3、商家の息子 エムズ
このオストワール王国には、いくつか大きな商会があり、エムズの家もその家の一つで、王国の南の貿易港を利用した交易で財を成した代々続く家だった。その財を成した先祖のおかげで、彼は貴族と変わらない教育を幼い頃から施され、15歳の時、満を持して、この学園に入学したのだった。
昔から続く家だった為、貴族とも関わり合いはそれなりにあったのだが、家業は「お手伝い」程度しか携わっていなかった成人前のエムズにとって、こんなにどっぷりと貴族社会に浸かったのは初めてで、最初は新鮮だったし、自分の家の期待を背に気合も入っていたので、馴染もうと頑張っていたが、慣れない貴族社会に徐々に疲弊していったのは、当然の事だった。

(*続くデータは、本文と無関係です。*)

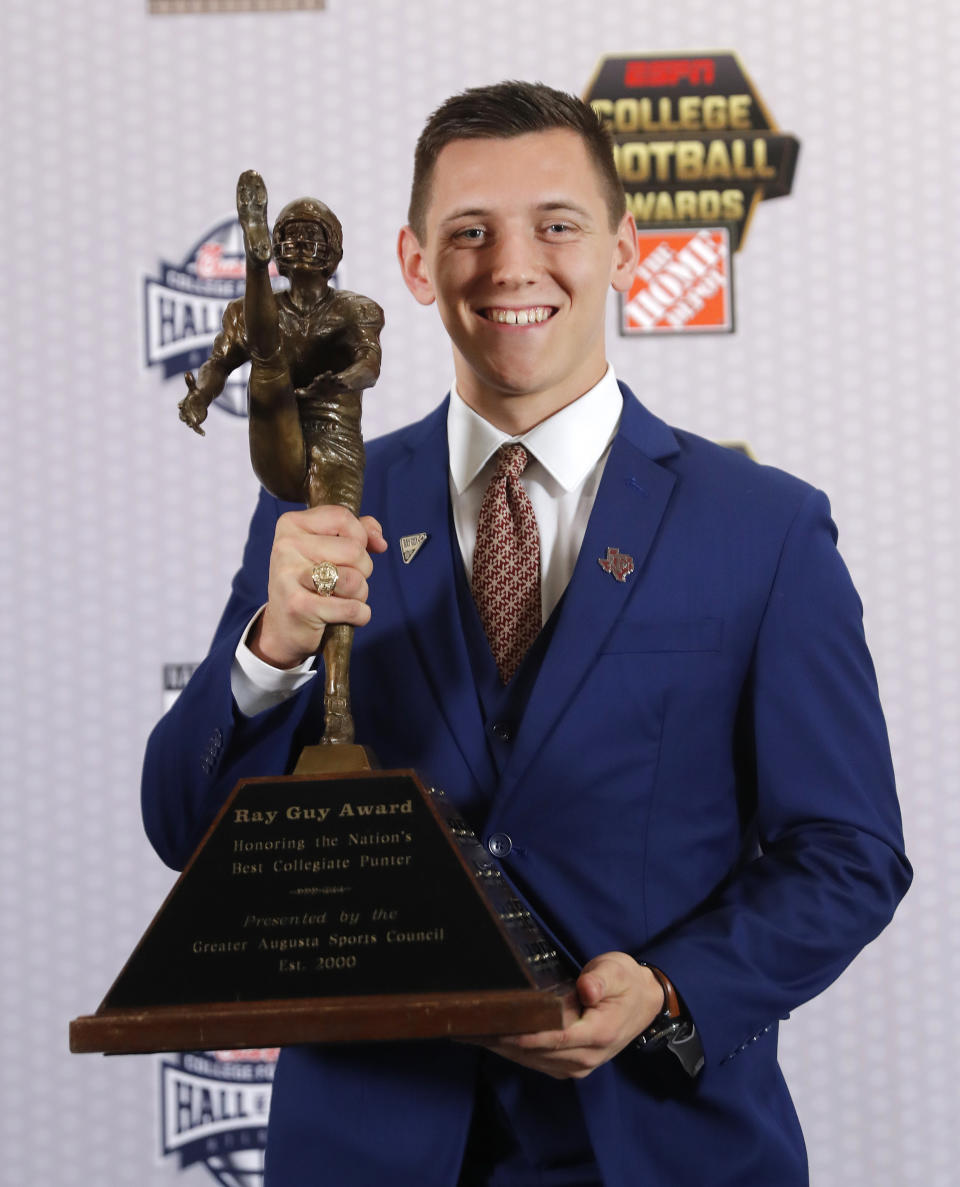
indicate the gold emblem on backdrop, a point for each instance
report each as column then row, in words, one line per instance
column 169, row 7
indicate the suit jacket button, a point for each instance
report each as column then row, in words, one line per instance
column 500, row 844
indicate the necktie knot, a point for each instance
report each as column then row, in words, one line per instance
column 512, row 461
column 507, row 563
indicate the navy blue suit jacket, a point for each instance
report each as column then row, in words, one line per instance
column 701, row 779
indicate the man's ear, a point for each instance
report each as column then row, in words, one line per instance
column 625, row 254
column 413, row 266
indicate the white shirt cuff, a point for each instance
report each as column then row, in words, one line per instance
column 258, row 685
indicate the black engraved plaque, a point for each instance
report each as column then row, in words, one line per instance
column 344, row 897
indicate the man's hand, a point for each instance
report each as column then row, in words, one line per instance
column 620, row 998
column 296, row 616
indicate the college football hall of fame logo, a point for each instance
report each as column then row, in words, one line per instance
column 183, row 309
column 697, row 151
column 214, row 1109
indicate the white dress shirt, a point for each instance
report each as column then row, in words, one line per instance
column 567, row 454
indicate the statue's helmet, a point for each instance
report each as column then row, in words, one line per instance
column 304, row 222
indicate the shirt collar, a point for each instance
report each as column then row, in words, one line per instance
column 568, row 444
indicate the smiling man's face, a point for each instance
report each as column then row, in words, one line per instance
column 519, row 255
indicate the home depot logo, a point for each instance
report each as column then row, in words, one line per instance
column 682, row 283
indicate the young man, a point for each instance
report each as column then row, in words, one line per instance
column 685, row 769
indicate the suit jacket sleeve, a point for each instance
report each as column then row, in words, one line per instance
column 824, row 865
column 203, row 744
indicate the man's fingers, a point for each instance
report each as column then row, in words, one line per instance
column 375, row 538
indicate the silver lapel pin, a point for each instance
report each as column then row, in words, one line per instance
column 409, row 545
column 617, row 564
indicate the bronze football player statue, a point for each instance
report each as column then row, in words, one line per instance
column 312, row 351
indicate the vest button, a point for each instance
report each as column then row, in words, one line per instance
column 500, row 844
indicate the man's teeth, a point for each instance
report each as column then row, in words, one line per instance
column 520, row 316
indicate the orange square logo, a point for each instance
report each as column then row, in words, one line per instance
column 682, row 283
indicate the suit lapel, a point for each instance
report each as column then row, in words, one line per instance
column 418, row 497
column 627, row 513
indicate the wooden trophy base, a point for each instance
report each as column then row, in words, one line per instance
column 336, row 905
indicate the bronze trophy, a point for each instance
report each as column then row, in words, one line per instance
column 341, row 902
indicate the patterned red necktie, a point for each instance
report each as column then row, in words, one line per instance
column 507, row 564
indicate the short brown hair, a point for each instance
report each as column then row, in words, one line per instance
column 503, row 110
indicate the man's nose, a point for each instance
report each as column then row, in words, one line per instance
column 515, row 260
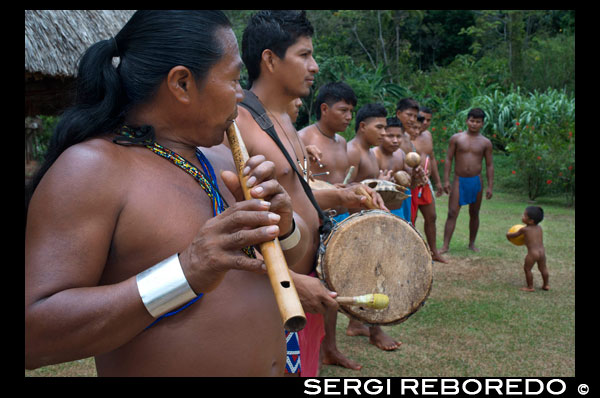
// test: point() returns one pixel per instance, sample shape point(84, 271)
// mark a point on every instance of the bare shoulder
point(254, 136)
point(90, 172)
point(307, 132)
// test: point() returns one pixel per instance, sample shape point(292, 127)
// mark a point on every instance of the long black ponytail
point(150, 44)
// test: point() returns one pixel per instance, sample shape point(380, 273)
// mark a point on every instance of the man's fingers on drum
point(250, 237)
point(266, 189)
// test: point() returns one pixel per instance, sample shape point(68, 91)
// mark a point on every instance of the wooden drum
point(377, 252)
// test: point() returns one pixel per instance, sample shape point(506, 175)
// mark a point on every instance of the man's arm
point(71, 220)
point(448, 164)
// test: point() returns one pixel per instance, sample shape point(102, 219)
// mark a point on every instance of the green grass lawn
point(476, 321)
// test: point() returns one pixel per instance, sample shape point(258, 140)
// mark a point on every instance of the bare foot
point(356, 328)
point(334, 357)
point(438, 257)
point(381, 340)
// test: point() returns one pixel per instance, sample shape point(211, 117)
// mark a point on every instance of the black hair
point(275, 30)
point(536, 213)
point(150, 44)
point(476, 113)
point(367, 111)
point(407, 103)
point(332, 93)
point(393, 122)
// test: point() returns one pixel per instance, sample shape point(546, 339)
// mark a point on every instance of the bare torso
point(334, 154)
point(364, 160)
point(534, 240)
point(469, 153)
point(258, 142)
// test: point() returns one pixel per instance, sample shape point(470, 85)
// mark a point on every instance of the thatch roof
point(56, 39)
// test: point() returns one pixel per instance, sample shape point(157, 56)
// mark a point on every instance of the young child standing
point(532, 216)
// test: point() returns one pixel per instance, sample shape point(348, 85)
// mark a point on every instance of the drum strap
point(253, 105)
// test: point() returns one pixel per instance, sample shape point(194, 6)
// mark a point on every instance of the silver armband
point(163, 287)
point(292, 239)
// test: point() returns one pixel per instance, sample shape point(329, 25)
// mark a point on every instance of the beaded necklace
point(145, 136)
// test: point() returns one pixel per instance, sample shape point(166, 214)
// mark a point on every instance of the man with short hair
point(278, 53)
point(469, 148)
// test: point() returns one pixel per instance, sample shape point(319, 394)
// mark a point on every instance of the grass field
point(476, 321)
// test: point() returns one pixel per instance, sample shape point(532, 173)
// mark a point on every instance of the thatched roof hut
point(54, 42)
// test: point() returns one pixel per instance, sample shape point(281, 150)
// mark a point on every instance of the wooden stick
point(376, 301)
point(286, 296)
point(348, 175)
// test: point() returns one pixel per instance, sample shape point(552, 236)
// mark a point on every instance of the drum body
point(377, 252)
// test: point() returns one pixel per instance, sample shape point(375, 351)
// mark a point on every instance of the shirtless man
point(470, 149)
point(390, 156)
point(106, 221)
point(370, 127)
point(334, 105)
point(277, 75)
point(423, 198)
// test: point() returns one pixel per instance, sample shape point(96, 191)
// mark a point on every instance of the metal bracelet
point(163, 287)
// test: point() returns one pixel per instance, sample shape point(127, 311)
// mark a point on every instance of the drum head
point(378, 252)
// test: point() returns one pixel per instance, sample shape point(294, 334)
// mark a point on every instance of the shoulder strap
point(253, 105)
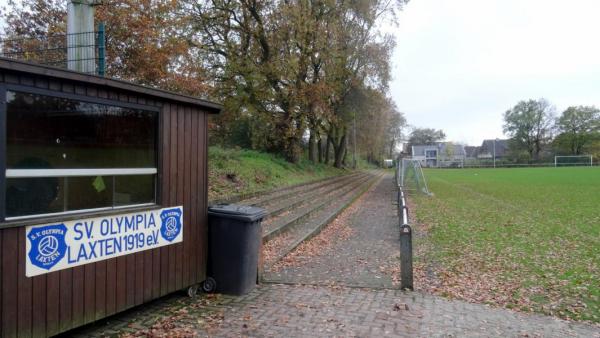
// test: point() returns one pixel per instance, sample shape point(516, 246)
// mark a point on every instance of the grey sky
point(459, 65)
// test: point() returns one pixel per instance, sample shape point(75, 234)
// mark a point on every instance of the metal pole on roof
point(80, 36)
point(495, 152)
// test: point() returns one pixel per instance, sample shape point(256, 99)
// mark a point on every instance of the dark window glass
point(66, 133)
point(45, 132)
point(134, 189)
point(89, 192)
point(30, 196)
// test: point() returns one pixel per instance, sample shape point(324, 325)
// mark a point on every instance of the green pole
point(101, 49)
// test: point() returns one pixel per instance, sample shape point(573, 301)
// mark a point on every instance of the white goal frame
point(591, 163)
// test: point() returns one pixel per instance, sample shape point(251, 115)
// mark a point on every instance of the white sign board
point(62, 245)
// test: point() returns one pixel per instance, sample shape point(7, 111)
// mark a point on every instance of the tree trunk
point(339, 150)
point(320, 149)
point(328, 146)
point(312, 144)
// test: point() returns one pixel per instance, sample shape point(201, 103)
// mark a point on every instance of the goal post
point(410, 176)
point(573, 160)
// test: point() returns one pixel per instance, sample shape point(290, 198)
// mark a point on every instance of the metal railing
point(84, 52)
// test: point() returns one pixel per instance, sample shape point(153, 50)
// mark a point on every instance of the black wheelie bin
point(234, 241)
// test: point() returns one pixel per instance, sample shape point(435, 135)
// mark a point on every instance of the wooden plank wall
point(52, 303)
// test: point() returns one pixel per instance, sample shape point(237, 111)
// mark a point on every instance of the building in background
point(439, 155)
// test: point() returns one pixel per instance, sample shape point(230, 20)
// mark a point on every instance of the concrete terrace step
point(278, 225)
point(310, 226)
point(282, 193)
point(276, 207)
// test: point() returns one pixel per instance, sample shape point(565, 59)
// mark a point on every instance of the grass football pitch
point(526, 238)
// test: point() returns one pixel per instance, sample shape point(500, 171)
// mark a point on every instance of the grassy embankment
point(527, 239)
point(239, 171)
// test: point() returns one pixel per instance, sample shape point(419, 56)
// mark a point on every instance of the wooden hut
point(104, 196)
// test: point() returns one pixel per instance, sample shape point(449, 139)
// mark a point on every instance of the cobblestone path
point(347, 290)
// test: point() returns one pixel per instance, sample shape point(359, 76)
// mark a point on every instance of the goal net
point(409, 176)
point(573, 160)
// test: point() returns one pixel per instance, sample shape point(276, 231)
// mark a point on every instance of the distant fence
point(84, 52)
point(406, 252)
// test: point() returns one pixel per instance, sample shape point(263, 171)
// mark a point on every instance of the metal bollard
point(406, 270)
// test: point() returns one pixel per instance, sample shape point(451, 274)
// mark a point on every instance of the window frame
point(17, 173)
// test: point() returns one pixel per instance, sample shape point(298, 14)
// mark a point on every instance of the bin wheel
point(209, 285)
point(193, 290)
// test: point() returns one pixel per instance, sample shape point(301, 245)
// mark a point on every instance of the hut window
point(66, 155)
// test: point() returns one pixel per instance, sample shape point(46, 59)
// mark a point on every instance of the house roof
point(8, 65)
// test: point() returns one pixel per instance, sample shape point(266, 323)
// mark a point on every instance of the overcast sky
point(460, 64)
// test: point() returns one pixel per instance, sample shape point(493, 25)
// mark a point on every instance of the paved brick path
point(378, 309)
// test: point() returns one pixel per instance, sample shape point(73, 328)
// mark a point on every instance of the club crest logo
point(170, 223)
point(48, 245)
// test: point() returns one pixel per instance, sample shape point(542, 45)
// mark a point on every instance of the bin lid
point(239, 212)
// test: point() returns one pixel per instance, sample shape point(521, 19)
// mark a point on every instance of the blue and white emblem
point(171, 223)
point(48, 245)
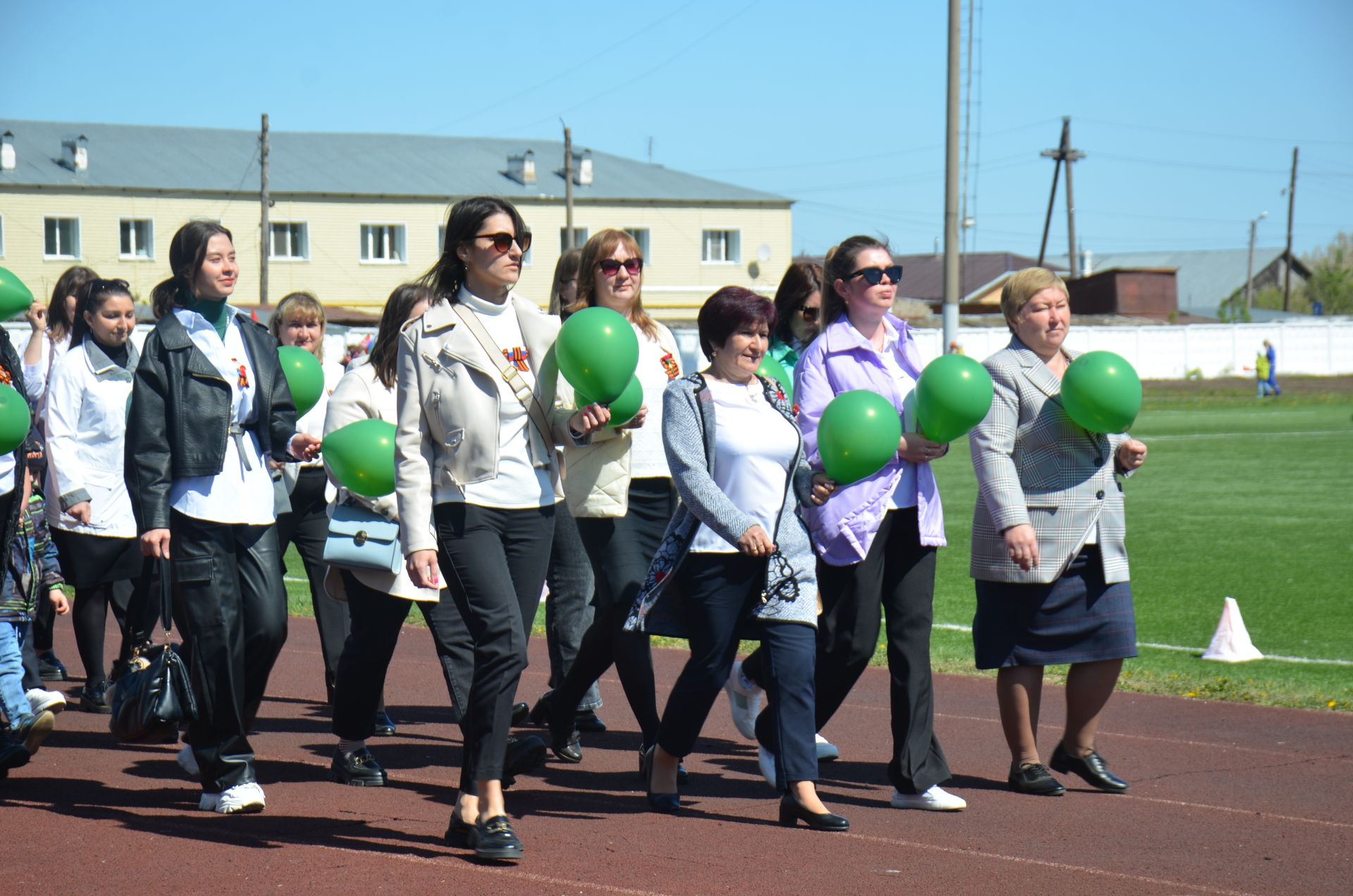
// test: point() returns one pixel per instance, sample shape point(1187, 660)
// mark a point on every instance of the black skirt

そんな中、彼の前に現われたのが、男爵令嬢シャーロットだった。
彼女は庶子であった為、長いこと市井で暮らしていたとエムズは聞いてから、他の貴族よりも彼女の方が、自分の感覚に似ていると感じていた。よくよく考えれば、大商人の息子と、町民だったシャーロットでは感覚が似ているとは思えないのだが、貴族社会にとても疲れていたエムズにとっては、貴族ではないというだけで近く感じていたのだろう。しかも、シャーロットの容姿は、とてもエムズのタイプだったから、よけいだ。
貴族社会と庶民の生活の両方を知っている自分こそ彼女にふさわしいと考え、貴族社会に中々溶け込めないシャーロットにあれこれと親身に相談にのり、アドバイスし、何かが足りないと言われれば、実家の新商品の「サンプル」と言って彼女に渡していた。「そんなのもらえないわ」と遠慮する控えめな彼女を見て、「気にせずに貰ってほしい」と毎回問答するエムズは、毎日が充実していたのだった。
とはいえ、確かに傍から見れば、エムズの行動はシャーロットに心を寄せていると充分に認識されていたが、彼は、「愛の言葉」を流れるように囁くほどは成熟しておらず、日常の会話だけで満ち足りていた。彼の頭の中は、いつでも自分の都合の良いように妄想しており、エムズは彼女と所帯を持ったら、こんな事をしようあんな事をしようとずいぶん先の未来の夢を見ている事が多くなっていった。彼は、「物」はシャーロットに渡していたが、何も実際には「事」を起こしていないというのに。
そして、転入した時から十分かわいかったシャーロットだったが、エムズのおかげか野暮ったかったその容姿は、段々磨き上げられ、徐々にあか抜けていき、控えめで大人しい性格であったはずなのに、あか抜ければあか抜けるほど、どんどん社交的になっていった頃、シャーロットに他の男性からお誘いが来るようになった。
最初こそ、彼らの誘いを「恐れ多い」と断っていたシャーロットだが、気がつけばエムズと一緒にいる事は殆どなくなり、今まで彼女に与えた知識と贈り物の総額を改めて計算したエムズは、とてもやりきれない思いでいたが、彼女は自分の事を異性として見ていないと途中で、なんとなく気がついていたし、そもそも彼女に自分の思いを何も伝えていない事に気がついた時には、既に彼女は将軍家の嫡男と自分よりも仲良くなっていた。
それでも、思い出したかのように、時たま自分の所に舞い戻ってくる彼女に「おねだり」を言われてしまうと、エムズは抗えない。純粋に彼女に頼られてうれしい気持ちも半分あるが、もう半分は、貴族の“お坊ちゃんたち”では叶えられない、自分にしか出来ない事だと、優越感に浸れるからであった。